Di Maio, qui con il premier Conte in una foto d'archivio, è nel mirino dei contestatori del M5s (Ansa)
L'immagine plastica di un Movimento diviso e lacerato dalle conflittualità interne si ha alle 20. A quell’ora, mentre a Palazzo Chigi va in scena il consulto tra i due capigruppo Stefano Patuanelli e Francesco D’Uva con Luigi Di Maio per fare il punto sulla trattativa in corso con il Pd, a Montecitorio inizia l’assemblea congiunta dei parlamentari pentastellati. L’assenza del capo politico alla riunione interna non viene certo apprezzata dall’ala più critica della pattuglia dei 5 stelle. Nel gruppo degli eletti, del resto, il malcontento e l’insoddisfazione nei confronti del leader di Pomigliano d’Arco sono stati d’animo sempre più evidenti. E, quindi, difficili da contenere in sfoghi privati. Per rendere l’idea del clima che si respira nel Movimento, basti dire che un documento elaborato da alcuni parlamentari era pronto a essere consegnato a Di Maio. Un testo in cui si pretendono impegni precisi da assumere e criteri limpidi da adottare nella scelta dei ministri del governo giallo-rosso che (forse) verrà.

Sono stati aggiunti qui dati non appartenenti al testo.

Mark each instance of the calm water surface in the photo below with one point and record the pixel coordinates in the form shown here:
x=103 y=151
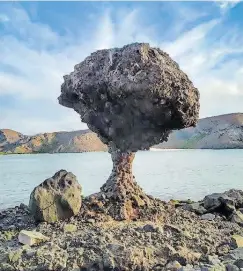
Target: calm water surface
x=179 y=174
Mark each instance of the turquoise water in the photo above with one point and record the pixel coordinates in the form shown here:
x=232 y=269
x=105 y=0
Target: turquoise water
x=179 y=174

Nel mirino, ovviamente, c’è il nodo di sempre: l’eccessivo potere concentrato in poche mani. Luigi Gallo non lo nasconde. «Di Maio aveva troppi incarichi, ora non facciamo gli stessi errori», avverte il deputato nel corso dell’assemblea. Quella di Gallo non è certo una voce isolata. In molti, alla luce degli errori commessi e del crollo del consenso, pretendono adesso un netto cambio di rotta. «La triarchia Di Maio-Bonafede-Fraccaro deve finire», confida un senatore tra i più agguerriti.

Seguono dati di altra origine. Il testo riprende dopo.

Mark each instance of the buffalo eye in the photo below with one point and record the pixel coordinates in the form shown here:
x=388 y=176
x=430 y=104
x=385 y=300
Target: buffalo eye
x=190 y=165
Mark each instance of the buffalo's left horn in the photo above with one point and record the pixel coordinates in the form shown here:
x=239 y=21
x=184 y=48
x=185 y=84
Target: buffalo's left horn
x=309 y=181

Qualcuno legge un velato affondo a Di Maio anche in un post criptico di Beppe Grillo sul suo blog. Quel che è certo, invece, è che il Movimento ribolle come non mai, considerando anche le voci fuori dal coro di Alessandro Di Battista e Gianluigi Paragone. «Con coerenza per tutto quello che ho detto non voterò la fiducia ad un governo con il Pd», dice il senatore. Insomma, a poche ore dal momento della verità non c’è sintonia sulla strada da percorrere. Anche se per il momento, con una crisi di governo che resta un rebus, si escludono spaccature. La resa dei conti è rimandata.

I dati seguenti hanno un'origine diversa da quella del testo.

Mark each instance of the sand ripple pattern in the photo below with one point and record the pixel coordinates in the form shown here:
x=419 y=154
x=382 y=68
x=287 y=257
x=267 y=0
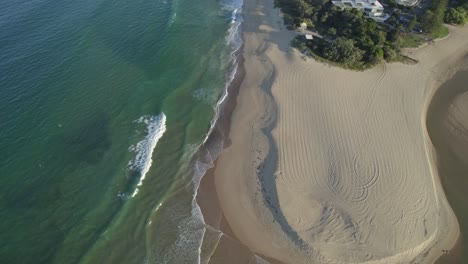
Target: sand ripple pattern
x=353 y=178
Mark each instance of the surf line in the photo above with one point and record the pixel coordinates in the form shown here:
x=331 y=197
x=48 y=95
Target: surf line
x=155 y=128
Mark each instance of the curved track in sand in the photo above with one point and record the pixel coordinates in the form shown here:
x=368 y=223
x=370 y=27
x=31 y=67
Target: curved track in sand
x=348 y=176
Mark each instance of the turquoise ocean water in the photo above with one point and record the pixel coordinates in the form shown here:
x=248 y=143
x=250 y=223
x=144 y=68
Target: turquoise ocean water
x=104 y=106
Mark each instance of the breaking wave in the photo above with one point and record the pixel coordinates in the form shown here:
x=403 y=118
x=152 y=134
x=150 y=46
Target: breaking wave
x=155 y=128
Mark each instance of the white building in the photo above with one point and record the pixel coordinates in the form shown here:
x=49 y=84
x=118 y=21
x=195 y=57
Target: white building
x=407 y=2
x=371 y=8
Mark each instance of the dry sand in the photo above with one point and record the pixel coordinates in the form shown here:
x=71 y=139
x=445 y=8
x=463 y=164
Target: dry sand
x=333 y=166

In questo caos regnante e nel giorno in cui alle 19 il M5s è chiamato a salire al Quirinale per chiudere il secondo giro di consultazioni, sembrava sempre più a rischio anche il voto su Rousseau. «Ormai non ci sono i tempi per farlo», confidava una fonte interna. Sarebbe un altro boccone amaro da mandare giù per Davide Casaleggio, sempre convinto che la piattaforma debba essere centrale. Ore d’incertezza fino alla soluzione di compromesso, voluta anche per fugare il rischio che la "fuga" dalla consultazione fosse letta come figlia della paura: prima che la proposta finale di governo «venga sottoposta al presidente della Repubblica sarà votata on-line dagli iscritti», si è letto a tarda sera in un annuncio sul Blog del Movimento. «Solo se il voto sarà positivo il governo sarà supportato da M5s», conferma Di Maio. E sui social «tanti attivisti ci stanno tartassando di proteste, dicendo che non ci voteranno mai più se andiamo al governo con i dem», raccontano con preoccupazione dal Movimento.